Mystery Trip brings the music of the Beatles back to the Arts Center of Cannon County for a Thursday, Oct. 14, performance.
All over the world, the music of the Beatles has touched and influenced millions, if not billions, over the past five decades. Youngsters whose grandparents watched the Fab Four invade the U.S. are now playing The Beatles: Rock Band video game and discovering the band’s music. Musicians and songwriters of many genres and persuasions draw from the art of John, Paul, George and Ringo.
Evidently, folks in Woodbury want to hear the music of the Beatles live. The last show by Mystery Trip at the Arts Center packed the house, and they’re hoping for another sold-out performance.
“Two hundred fifty people came out,” said Mystery Trip member John Salaway of the show back in January. “I thought we’d do well, but had no idea it would go over that well. It was a nice surprise.”
Salaway, who now lives in Cannon County himself, says the tribute band knows about 70 of the Beatles’ songs currently, and diving into the details and learning and performing “song number 65 is just as exciting as the first song we learned” and the band intends to keep learning more and more.
“It’s an incredible catalogue, very inspiring to play,” he says of the Beatles’ work.
The Beatles was an actively touring band in the U.S. for only six years, but during that amount of time, they rocked the world of popular music and released records that many in the music industry consider masterpieces, including Revolver, Sgt. Pepper’s Lonely Hearts Club Band, The White Album, Abbey Road and Let it Be.
The band’s earlier songs, even though they were simpler and more poppy, were “still ahead of everything else at the time,” says Salaway.
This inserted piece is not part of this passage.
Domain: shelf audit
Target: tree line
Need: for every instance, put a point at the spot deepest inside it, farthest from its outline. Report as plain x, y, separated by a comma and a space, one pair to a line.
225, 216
Mystery Trip, comprised of Salaway, Gordon Kennedy, Rob Arthur, Saul Zonana and Steve Allen, will sometimes perform an entire album in its entirety or arrange a tour of the Beatles’ work in chronological order. Legendary guitarist Peter Frampton has even appeared with the band at the recent Nashville Amp Expo—check out YouTube for a video of Frampton performing “While my Guitar Gently Weeps” with the guys.
“What we’re working on now is an acoustic tribute to the songwriting of the Beatles,” Salaway says. Mystery Trip wants to remind Music City that the Beatles were “the best songwriters in the world.”
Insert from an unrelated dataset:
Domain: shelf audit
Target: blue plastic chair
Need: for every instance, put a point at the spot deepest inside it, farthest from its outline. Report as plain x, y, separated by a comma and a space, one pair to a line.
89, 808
Fans can expect the full electric sound and a variety of early, middle and late material at the Oct. 14 show.
Though Salaway primarily plays drums in Mystery Trip, he does get some turns at the front of the stage leading some tunes on vocals and guitar.
“Everyone in the band is a professional multi-instrumentalist, so we switch up a little,” he says. “The Beatles taught me how to sing and play guitar.”
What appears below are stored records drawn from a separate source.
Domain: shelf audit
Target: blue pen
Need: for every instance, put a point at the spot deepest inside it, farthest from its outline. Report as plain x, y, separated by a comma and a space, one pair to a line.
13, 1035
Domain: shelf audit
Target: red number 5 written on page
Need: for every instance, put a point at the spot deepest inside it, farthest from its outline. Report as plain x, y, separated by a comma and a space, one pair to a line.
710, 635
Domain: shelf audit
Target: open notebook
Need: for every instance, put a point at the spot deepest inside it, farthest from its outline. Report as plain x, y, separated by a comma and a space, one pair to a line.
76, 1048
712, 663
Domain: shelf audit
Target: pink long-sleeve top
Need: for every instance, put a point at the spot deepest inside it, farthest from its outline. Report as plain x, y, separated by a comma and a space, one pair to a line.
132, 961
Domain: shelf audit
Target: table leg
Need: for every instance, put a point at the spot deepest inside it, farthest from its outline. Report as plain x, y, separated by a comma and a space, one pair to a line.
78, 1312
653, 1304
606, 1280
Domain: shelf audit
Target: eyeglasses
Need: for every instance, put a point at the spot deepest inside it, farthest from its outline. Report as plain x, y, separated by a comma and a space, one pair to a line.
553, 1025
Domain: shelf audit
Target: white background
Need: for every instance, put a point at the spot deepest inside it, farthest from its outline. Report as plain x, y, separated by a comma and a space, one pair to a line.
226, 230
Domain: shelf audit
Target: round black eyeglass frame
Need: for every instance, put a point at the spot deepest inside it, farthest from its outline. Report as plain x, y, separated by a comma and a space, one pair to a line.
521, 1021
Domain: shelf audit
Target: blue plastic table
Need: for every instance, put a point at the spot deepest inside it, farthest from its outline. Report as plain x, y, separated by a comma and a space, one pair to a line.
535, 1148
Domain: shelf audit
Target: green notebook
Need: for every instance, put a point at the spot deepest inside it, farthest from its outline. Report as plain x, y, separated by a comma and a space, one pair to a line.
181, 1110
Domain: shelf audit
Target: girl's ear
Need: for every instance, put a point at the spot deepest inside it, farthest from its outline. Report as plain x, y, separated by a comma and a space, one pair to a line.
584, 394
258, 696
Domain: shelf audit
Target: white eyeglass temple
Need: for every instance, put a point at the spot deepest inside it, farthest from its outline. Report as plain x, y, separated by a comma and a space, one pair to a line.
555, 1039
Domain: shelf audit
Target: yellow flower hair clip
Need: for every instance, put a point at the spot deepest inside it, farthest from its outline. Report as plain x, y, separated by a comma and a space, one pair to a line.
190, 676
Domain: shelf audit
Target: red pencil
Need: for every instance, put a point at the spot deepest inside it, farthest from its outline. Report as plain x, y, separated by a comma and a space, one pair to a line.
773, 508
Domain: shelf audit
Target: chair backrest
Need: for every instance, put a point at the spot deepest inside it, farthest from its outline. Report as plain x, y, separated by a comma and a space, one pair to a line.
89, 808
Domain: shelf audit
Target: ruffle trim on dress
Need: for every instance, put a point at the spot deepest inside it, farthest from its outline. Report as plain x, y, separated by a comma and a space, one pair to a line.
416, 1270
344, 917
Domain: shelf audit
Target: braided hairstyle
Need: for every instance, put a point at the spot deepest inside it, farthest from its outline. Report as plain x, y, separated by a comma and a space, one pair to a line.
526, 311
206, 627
He says as a drummer, he may be a little more John Bonham (of Led Zeppelin) than Ringo Starr, but really respects Starr’s drumming and says he is an underrated drummer who always did exactly what was perfect for the song. Salaway says his folks were Beatles fans, and his first memory of the group that so greatly influenced music, art, fashion, culture and spirituality came when he was just 3 or 4 years old.
“I remember being very little and my dad strumming ‘Rocky Raccoon’ on the guitar,” he says.
However, Salaway didn’t jump headfirst into the band’s material and truly appreciate it until his teen years when he began learning music.
“There’s something magical about it,” he says.